According to The Sun article:
The role of patriotic hackers in taking down extremists websites is [as] clouded in deep secrecy, as it is illegal. The FBI has put out a statement in the past warning them to stop or face prosecution…the US is now the country where most of these sites are hosted. The Federal Bureau of Investigation (FBI) says that it would be 'unconstitutional' and against the US constitution's First Amendment on freedom of speech if they were to pressure the hosting companies.
Federal agents, in these Patriot Act days, have plenty of time to collate book requests at public libraries and to lurk at innocuous political blogs but find it, according to The Sun, “unconstitutional” to “pressure the hosting companies” of domestic extremist websites.
Now I can immediately hear a Bush supporter say that successful efforts in the War or Terra or rather the newly minted Struggle Against Global Extremism might not necessarily be publicized.

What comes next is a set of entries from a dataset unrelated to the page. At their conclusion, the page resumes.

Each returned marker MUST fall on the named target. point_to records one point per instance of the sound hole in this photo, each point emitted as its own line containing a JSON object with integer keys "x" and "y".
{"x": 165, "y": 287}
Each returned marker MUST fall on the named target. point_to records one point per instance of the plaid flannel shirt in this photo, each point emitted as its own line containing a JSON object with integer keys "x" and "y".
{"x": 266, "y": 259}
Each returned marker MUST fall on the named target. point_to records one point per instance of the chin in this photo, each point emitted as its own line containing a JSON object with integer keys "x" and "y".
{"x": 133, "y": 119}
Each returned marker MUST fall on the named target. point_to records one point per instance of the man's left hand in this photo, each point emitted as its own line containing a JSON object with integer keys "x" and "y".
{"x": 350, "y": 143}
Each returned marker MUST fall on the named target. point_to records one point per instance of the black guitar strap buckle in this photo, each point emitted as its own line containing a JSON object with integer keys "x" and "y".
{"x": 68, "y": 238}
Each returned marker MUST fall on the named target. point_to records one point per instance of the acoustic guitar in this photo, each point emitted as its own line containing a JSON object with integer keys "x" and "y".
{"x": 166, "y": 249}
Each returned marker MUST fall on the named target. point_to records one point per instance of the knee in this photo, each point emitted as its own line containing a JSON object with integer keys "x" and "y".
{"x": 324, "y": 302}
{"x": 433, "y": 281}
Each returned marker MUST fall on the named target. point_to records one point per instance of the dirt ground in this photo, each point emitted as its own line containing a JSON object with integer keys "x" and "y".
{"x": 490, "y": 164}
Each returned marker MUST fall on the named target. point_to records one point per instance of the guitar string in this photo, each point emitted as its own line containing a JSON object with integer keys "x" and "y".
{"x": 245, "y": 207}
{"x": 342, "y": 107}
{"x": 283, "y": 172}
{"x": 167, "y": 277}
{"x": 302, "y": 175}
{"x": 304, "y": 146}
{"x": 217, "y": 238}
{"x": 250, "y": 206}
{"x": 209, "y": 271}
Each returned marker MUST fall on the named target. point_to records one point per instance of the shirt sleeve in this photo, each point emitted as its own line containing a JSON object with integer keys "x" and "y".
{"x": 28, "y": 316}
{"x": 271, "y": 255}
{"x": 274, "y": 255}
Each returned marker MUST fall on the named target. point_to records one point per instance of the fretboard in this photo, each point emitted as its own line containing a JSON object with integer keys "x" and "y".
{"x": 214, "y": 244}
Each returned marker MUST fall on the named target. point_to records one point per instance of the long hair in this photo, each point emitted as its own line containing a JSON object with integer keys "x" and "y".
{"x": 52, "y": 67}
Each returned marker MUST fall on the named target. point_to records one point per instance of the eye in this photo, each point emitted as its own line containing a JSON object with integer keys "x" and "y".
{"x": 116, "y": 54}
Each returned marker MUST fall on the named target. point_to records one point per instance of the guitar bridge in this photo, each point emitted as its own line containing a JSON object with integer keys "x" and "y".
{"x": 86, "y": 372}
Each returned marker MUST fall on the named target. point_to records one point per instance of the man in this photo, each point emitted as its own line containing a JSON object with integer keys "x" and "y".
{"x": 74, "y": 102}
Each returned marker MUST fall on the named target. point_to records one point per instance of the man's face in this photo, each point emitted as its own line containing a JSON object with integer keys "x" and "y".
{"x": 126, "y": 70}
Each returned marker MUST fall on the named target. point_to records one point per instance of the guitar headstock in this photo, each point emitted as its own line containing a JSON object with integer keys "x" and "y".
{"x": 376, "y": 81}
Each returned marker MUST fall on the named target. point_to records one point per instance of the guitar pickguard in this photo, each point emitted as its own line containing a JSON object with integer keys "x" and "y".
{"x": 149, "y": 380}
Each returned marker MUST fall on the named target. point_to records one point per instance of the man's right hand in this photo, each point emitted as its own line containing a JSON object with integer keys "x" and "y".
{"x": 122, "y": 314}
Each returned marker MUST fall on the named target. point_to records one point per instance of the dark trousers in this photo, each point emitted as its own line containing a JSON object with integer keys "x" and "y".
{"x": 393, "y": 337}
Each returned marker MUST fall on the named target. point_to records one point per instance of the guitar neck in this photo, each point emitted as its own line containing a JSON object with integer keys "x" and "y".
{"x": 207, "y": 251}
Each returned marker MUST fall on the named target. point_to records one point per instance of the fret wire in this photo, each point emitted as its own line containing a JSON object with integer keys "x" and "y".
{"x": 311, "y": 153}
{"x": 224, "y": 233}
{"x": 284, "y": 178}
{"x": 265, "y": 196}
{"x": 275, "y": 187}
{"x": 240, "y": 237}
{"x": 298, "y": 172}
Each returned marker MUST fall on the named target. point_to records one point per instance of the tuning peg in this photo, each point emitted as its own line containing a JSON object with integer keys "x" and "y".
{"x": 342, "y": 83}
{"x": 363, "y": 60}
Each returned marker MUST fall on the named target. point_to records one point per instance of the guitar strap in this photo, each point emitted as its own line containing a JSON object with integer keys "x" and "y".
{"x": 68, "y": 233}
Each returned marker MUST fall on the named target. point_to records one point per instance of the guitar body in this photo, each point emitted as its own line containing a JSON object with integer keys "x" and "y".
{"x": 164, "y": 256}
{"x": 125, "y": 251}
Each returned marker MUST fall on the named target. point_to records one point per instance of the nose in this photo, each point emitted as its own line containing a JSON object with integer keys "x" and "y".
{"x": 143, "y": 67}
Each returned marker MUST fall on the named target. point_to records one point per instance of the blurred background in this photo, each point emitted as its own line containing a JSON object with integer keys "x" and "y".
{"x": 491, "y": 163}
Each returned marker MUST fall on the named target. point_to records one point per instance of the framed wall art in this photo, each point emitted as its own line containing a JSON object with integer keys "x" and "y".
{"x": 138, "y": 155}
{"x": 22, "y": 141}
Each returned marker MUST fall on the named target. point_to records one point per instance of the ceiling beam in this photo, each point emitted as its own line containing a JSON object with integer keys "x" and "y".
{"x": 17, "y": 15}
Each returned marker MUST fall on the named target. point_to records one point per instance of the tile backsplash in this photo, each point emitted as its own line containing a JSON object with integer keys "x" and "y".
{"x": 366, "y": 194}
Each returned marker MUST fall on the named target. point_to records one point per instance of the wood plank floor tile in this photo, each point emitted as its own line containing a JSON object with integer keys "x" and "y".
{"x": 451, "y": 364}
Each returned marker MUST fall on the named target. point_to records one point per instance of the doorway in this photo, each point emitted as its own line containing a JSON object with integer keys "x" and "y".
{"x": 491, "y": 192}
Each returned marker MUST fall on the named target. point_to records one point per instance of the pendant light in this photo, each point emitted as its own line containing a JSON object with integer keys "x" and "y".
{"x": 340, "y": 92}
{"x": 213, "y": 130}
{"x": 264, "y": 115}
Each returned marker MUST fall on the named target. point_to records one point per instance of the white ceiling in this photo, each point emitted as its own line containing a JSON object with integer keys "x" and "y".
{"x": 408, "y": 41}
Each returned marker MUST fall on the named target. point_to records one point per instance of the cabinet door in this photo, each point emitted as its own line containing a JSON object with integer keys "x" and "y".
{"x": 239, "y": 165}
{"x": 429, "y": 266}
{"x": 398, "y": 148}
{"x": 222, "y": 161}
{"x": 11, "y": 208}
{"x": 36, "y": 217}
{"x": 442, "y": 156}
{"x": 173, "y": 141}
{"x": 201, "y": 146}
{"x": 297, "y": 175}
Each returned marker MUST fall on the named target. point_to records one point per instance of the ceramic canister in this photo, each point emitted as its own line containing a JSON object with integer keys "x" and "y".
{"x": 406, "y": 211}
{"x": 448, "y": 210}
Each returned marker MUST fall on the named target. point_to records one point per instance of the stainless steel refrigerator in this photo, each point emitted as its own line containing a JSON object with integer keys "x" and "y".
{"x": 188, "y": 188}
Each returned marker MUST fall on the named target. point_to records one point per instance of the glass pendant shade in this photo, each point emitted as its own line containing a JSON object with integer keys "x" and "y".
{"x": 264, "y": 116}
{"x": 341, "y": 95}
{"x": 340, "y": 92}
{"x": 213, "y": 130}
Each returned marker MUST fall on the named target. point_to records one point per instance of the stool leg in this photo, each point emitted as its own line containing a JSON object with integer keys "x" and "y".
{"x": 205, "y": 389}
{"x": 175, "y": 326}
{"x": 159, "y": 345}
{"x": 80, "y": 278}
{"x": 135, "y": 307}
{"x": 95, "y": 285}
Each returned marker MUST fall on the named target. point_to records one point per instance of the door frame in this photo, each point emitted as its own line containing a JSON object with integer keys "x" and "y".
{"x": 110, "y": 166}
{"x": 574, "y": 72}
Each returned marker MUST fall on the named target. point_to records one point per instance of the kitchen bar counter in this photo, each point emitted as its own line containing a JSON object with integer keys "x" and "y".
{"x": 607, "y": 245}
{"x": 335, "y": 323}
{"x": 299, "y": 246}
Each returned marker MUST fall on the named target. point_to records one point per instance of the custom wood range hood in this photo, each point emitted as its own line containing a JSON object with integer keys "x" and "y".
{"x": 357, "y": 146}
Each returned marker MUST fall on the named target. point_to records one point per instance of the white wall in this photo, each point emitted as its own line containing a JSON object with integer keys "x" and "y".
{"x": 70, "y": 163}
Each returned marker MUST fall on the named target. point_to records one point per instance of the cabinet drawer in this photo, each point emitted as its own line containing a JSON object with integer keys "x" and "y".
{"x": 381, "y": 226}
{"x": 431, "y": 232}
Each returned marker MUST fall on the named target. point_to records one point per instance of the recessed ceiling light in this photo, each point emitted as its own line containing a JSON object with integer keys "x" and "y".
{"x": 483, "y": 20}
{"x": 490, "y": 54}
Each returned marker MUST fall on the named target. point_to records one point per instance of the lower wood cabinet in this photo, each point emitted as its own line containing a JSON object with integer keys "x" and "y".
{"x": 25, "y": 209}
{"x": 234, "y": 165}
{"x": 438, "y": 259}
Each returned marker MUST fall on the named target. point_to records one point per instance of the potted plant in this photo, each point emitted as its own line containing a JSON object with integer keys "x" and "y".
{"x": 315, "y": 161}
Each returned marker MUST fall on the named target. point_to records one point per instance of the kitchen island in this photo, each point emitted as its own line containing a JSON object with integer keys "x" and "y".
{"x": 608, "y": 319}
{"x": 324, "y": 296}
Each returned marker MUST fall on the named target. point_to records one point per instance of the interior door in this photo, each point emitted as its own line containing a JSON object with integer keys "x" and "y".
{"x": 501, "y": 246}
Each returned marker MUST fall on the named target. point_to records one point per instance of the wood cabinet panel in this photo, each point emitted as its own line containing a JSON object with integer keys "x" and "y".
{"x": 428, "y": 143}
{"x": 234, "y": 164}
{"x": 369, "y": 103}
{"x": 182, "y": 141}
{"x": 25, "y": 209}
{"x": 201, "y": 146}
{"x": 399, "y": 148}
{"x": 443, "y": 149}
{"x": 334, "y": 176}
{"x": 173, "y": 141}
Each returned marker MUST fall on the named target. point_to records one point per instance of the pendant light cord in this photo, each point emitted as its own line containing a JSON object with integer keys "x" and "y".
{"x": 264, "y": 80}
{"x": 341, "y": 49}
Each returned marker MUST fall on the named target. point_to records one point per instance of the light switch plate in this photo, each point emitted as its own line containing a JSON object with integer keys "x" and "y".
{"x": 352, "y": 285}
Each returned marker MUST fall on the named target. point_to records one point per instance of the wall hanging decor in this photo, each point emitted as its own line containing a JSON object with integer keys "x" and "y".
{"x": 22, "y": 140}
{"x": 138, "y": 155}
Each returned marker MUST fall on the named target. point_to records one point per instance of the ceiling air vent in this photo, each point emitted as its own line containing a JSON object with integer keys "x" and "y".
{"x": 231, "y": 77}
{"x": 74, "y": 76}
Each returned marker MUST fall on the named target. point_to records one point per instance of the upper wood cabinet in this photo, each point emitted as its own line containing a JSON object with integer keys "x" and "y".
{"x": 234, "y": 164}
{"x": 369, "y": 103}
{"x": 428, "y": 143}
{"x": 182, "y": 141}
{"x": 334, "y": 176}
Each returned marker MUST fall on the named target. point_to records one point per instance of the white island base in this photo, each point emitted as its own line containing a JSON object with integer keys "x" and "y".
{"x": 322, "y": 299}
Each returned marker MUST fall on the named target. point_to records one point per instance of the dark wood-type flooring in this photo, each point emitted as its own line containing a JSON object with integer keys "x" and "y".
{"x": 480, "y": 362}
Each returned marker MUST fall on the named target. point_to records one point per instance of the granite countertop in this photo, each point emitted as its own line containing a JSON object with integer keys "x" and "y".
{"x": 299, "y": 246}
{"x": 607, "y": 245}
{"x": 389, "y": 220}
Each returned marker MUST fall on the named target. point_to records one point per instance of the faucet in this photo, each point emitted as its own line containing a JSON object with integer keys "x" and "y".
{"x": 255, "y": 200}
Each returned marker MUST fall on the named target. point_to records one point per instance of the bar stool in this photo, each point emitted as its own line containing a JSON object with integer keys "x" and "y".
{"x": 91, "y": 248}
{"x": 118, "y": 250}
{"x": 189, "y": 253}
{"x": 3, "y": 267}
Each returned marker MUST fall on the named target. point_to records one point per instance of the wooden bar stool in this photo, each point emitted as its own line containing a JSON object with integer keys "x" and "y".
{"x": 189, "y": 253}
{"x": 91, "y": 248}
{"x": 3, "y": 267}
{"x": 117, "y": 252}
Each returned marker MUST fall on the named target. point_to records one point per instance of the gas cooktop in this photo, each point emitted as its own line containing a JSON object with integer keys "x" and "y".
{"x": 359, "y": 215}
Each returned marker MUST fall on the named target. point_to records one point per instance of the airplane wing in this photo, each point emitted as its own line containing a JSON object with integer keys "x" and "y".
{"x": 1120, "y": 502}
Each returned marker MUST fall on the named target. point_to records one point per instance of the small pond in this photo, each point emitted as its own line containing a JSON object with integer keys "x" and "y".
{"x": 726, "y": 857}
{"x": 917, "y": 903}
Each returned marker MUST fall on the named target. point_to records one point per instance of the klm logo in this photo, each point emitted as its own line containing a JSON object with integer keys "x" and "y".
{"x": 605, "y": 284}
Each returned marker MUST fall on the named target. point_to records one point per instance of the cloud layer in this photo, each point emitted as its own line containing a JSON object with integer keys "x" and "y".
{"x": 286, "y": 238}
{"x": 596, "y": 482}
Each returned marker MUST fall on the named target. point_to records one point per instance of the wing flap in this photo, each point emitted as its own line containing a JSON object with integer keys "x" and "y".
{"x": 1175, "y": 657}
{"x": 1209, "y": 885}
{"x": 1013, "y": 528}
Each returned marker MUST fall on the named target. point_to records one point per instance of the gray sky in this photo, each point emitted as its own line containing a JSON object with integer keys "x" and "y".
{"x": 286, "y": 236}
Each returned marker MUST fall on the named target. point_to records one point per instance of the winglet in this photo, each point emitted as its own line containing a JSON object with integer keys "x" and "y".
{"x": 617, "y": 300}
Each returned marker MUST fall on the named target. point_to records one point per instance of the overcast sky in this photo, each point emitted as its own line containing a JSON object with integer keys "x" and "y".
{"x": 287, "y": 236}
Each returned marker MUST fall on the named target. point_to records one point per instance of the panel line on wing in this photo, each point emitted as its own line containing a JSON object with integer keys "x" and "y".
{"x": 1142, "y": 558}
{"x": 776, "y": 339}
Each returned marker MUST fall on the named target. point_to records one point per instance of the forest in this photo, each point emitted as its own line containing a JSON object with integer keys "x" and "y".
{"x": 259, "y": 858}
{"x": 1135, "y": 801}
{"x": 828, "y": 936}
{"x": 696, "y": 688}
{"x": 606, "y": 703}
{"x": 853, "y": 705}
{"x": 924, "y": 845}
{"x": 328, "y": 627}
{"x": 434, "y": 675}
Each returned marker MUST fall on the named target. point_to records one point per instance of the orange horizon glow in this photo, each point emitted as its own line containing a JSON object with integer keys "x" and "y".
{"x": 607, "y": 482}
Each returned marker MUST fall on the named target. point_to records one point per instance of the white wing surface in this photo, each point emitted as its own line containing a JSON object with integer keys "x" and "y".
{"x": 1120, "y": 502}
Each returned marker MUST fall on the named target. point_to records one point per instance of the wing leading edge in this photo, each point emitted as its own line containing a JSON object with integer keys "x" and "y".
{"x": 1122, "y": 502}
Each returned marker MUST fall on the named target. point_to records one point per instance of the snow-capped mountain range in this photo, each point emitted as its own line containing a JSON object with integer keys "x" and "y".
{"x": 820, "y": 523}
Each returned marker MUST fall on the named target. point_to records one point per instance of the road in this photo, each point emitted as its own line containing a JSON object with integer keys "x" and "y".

To that I would say, “Piffle.”
After last summer’s string of politically-inspired terror alerts and the seemingly intentional outing of Mohammed Naeem Noor Khan in early August 2004, an outing some suggest contributed to the London bombings, I find it implausible to imagine Mr. Bush would not try to hike his dangerously low poll numbers with a well-publicized terror bud-nipping.
Any sensible American should pause and reflect on Britain’s successfully fast-paced counter terror efforts; efforts achieved without a war, crimping the freedoms of British citizens or vast new expenditures of special-interest cash.